Un élève seul dans une salle de classe au Liban. Photo d'archives Joseph Eid/AFP
Lundi soir, le ministre sortant de l'Éducation et de l'Enseignement supérieur Abbas Halabi, a annoncé la fermeture mardi de toutes les écoles publiques et privées du Liban, à la suite de la secousse ressentie au Liban quelques heures plus tôt.
"Le ministre Halabi a chargé les responsables de ces institutions publiques et privées, de procéder à nouveau à une inspection technique des bâtiments de tous les établissements, pour s'assurer qu'ils ne comportent pas de fissures ou de dangers, peut-on lire dans un communiqué. Il les a appelés à solliciter l'aide des municipalités, de l'Ordre des ingénieurs et du Haut Comité de secours (HCS), et à signaler tout signe présentant une menace pour les bâtiments scolaires".
Lundi vers 19h, une secousse a été ressentie au Liban, deux semaines après le séisme dévastateur qui a fait plus de 46.000 morts en Turquie et en Syrie le 6 février. Selon nos journalistes à Beyrouth, à Saïda, à Tripoli, et dans le Akkar, des habitants paniqués sont descendus dans la rue. L'institut sismologique américain USGS a annoncé que le tremblement de terre s'est produit en Turquie, à la frontière avec la Syrie, avec une magnitude de 6,4 sur l'échelle de Richter. La secousse a été suivie trois minutes plus tard d'une autre de magnitude 5,8 à Samandag, une localité côtière au sud d'Antioche.

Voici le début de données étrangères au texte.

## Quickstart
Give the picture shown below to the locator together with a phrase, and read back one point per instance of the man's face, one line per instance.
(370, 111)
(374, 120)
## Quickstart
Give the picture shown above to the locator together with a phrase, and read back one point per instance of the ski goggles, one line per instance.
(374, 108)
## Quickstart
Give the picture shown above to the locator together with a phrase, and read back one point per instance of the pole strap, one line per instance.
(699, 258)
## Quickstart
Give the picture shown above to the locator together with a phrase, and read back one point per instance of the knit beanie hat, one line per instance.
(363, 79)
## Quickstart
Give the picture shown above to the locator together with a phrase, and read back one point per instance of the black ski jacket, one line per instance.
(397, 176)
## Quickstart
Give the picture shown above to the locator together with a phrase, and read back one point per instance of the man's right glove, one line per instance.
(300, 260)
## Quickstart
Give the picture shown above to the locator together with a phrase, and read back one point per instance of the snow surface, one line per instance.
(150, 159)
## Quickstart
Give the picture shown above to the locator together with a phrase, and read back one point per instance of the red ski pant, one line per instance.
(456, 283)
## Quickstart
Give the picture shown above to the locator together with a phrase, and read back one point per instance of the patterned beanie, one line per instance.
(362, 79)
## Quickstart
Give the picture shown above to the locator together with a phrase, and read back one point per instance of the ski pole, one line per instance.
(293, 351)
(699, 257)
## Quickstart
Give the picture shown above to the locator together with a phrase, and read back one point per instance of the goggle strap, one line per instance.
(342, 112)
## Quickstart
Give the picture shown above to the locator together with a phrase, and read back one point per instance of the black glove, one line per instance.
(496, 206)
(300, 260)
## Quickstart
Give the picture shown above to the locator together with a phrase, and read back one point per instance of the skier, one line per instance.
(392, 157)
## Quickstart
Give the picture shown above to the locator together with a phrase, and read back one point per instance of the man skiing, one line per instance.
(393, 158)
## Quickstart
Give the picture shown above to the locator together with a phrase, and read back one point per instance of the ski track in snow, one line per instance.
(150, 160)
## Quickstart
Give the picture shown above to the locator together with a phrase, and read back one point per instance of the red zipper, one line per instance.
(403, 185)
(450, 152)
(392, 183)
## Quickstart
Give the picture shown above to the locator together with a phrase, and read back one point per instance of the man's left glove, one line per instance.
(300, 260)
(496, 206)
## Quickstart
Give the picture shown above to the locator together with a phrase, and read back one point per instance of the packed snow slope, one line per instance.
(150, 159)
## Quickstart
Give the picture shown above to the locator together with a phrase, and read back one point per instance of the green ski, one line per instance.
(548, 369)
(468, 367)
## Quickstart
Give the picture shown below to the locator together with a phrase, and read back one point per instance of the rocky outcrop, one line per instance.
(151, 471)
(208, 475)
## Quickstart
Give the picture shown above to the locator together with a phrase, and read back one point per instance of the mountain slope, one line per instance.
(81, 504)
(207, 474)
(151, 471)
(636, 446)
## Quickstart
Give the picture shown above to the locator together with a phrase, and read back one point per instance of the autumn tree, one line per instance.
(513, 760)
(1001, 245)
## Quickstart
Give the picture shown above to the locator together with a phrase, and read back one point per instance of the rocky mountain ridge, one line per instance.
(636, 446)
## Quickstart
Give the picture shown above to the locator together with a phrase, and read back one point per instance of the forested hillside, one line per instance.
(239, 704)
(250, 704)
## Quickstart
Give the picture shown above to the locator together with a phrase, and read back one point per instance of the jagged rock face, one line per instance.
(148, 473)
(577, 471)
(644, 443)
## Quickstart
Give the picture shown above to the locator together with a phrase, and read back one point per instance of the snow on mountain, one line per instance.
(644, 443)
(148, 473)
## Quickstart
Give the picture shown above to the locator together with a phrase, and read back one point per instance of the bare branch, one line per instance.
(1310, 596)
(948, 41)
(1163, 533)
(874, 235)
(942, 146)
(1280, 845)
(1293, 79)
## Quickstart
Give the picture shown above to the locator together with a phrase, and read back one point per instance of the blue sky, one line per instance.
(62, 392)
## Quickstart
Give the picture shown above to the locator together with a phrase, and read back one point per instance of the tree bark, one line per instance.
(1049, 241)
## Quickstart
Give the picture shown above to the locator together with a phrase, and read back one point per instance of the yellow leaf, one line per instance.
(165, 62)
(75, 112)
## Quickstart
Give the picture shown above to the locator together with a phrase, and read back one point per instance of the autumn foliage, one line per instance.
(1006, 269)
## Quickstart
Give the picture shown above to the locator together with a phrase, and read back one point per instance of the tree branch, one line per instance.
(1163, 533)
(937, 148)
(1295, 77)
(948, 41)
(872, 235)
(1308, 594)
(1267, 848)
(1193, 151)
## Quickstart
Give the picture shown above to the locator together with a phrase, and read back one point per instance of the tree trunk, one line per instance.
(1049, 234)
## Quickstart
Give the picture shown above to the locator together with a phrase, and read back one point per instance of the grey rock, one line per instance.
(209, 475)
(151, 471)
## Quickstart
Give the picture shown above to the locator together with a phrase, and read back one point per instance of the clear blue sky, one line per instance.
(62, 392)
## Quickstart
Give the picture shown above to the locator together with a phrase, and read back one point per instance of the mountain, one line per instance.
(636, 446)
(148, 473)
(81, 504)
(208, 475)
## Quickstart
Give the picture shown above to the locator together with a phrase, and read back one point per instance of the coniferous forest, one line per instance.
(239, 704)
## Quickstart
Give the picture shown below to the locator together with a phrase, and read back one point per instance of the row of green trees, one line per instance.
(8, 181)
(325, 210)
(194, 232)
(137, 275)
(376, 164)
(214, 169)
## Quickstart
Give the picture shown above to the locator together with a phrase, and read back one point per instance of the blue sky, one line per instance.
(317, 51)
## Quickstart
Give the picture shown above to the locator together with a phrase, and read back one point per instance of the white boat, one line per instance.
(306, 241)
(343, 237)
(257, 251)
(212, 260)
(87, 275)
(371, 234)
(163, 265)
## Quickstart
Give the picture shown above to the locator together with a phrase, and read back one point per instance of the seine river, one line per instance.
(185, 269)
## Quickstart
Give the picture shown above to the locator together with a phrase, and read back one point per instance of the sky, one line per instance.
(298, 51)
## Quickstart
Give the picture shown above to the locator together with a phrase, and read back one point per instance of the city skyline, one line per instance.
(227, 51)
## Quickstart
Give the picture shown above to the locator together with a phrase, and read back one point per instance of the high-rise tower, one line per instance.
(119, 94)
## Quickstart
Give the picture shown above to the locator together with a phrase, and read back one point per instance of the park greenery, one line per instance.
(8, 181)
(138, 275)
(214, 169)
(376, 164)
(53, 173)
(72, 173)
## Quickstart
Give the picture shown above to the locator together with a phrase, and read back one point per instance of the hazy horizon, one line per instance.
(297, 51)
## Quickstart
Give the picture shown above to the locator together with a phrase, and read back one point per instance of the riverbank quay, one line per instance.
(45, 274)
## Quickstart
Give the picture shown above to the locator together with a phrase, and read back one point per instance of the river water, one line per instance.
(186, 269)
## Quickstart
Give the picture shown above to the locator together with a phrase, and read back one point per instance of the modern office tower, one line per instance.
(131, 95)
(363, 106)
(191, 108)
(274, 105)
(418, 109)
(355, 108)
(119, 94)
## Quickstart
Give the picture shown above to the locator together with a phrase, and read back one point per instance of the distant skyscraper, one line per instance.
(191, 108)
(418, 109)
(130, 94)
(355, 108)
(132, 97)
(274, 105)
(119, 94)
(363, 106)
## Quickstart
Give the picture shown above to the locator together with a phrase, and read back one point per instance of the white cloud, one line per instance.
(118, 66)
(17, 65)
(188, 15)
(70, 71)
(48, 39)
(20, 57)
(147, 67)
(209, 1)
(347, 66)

De légers tremblements de terre se produisent de temps en temps au Liban. Il y a 4 jours, une secousse, d'une magnitude de 4,6 sur l'échelle de Richter, a été enregistrée à 13h16 au large des côtes syriennes et a été ressentie au Liban. Un tremblement de terre de 4,3 degrés avait également été ressenti dans tout le pays le 8 février. Le géologue Samir Zaatiti avait déclaré à L'Orient-Le jour qu'il n'y avait pas lieu de paniquer car cette secousse était "dans les normes des secousses qui se produisent au Liban".